From: James Clark <jjc@jclark.com>
Date: Fri, 16 May 2014 12:12:11 +0700
Message-ID: <CANz3_EbRyogieB2kJX+ro5xZevguJTBLraCm0s5gbt6YFO-eUg@mail.gmail.com>
To: Dave Cramer <dauwhe@gmail.com>, Liam Quin <liam@w3.org>
Cc: "www-style@w3.org" <www-style@w3.org>
On Thu, May 15, 2014 at 11:16 PM, Dave Cramer <dauwhe@gmail.com> wrote:

>
> The ultimate question, of course, is what to call the subject itself. Are
> they drop caps? Initial caps? Drop initials? Versals? Lettrines?
>

They occur in scripts, such as Thai, that do not have capital letters, so
better to avoid using the term "caps".  I would call them "dropped initial
letters".

Generalizing from what I know about Thai and Latin scripts, the principles
seem to be as follows. A given font and script determine two alignment
points based on the top and bottom of "normal initial" letters in that
script. "Normal initial" implies capital letters for a bicameral script,
and without ascenders, descenders or combining marks.  (The initial letter
depth is typically going to be the point that would be aligned with the
Latin baseline in a line that mixes that script with Latin.) Call these two
alignment points the initial letter top and initial letter bottom.

Then:

- align the initial letter top of the dropped initial with the initial
letter top of the rest of the first line,
- align the initial letter bottom of the dropped initial with the initial
letter bottom of the nth-line
- choose the font size based on these alignments and the number of lines
that the initial letter is being dropped

There are two special cases to handle:

- When you have an abnormal initial glyph cluster that extends above the
normal initial letter top, then it just sticks out above the first line.
 However, in this case you have to pay attention to the positioning of the
baseline of the first line of the paragraph.  Generally you would want the
extra height of the initial letter not to affect the position of the first
baseline unless it would get too close to something above it.

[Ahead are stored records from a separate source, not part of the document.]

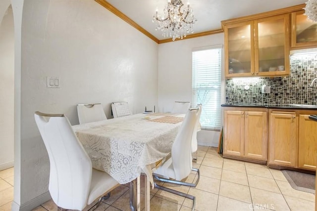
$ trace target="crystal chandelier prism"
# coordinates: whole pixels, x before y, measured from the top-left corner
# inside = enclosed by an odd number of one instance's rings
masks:
[[[193,33],[194,24],[197,21],[194,17],[193,10],[187,4],[182,11],[184,4],[181,0],[168,0],[164,9],[164,15],[157,9],[152,21],[156,23],[156,30],[161,30],[164,37],[182,39],[189,33]]]
[[[308,19],[317,22],[317,0],[308,0],[304,9]]]

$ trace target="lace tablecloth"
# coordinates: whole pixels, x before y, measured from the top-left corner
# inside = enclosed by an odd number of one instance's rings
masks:
[[[144,119],[146,117],[149,119]],[[107,172],[119,183],[130,182],[149,165],[167,155],[181,125],[149,120],[162,116],[143,114],[73,126],[93,167]]]

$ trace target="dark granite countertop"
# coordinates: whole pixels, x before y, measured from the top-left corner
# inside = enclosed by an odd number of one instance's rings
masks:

Note that the
extra height could be quite substantial with Thai, where you have multiple
levels of diacritics.

- When you have an abnormal initial glyph cluster that extends below the
normal initial letter bottom, there seem to be several reasonable
strategies:

a) Align normally, but indent sufficient additional lines to clear the
bottom of the cluster
b) Align based on the bottom of the bounding box of the drop initial,
increase the number of lines and don't change the font size
c) Align based on the bottom of the bounding box of the drop initial, keep
the number of lines the same, but scale the font

(I would need to do more research to see which of these three strategies is
most common for Thai.)  Liam, is this consistent with what you have seen
for other scripts?  I would guess it's probably correct for Chinese and
Devanagari, but I have no idea how dropped initial letters work in Arabic.